On scalar curvature invariants in three dimensional spacetimes

TL;DR

This paper develops a method to identify a minimal set of algebraically independent scalar curvature invariants in 3D Lorentzian spacetimes using the Cartan-Karlhede algorithm, demonstrated on Szekeres cosmological models.

Contribution

It introduces a systematic approach to determine minimal scalar curvature invariants in 3D spacetimes, linking Cartan invariants to scalar polynomial invariants.

Findings

At most twelve algebraically independent Cartan invariants in 3D Szekeres spacetimes.

Explicit relations between Cartan invariants and scalar polynomial curvature invariants.

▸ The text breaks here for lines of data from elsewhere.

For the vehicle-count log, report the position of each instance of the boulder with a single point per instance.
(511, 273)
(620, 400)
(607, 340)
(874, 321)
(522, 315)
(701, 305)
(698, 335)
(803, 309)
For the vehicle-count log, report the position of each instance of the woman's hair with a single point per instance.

Identification of minimal sets of invariants up to second order.

Abstract

We wish to construct a minimal set of algebraically independent scalar curvature invariants formed by the contraction of the Riemann (Ricci) tensor and its covariant derivatives up to some order of differentiation in three dimensional (3D) Lorentzian spacetimes. In order to do this we utilize the Cartan-Karlhede equivalence algorithm since, in general, all Cartan invariants are related to scalar polynomial curvature invariants. As an example we apply the algorithm to the class of 3D Szekeres cosmological spacetimes with comoving dust and cosmological constant $\Lambda$. In this case, we find that there are at most twelve algebraically independent Cartan invariants, including $\Lambda$. We present these Cartan invariants, and we relate them to twelve independent scalar polynomial curvature invariants (two, four and six, respectively, zeroth, first, and second order scalar polynomial curvature invariants).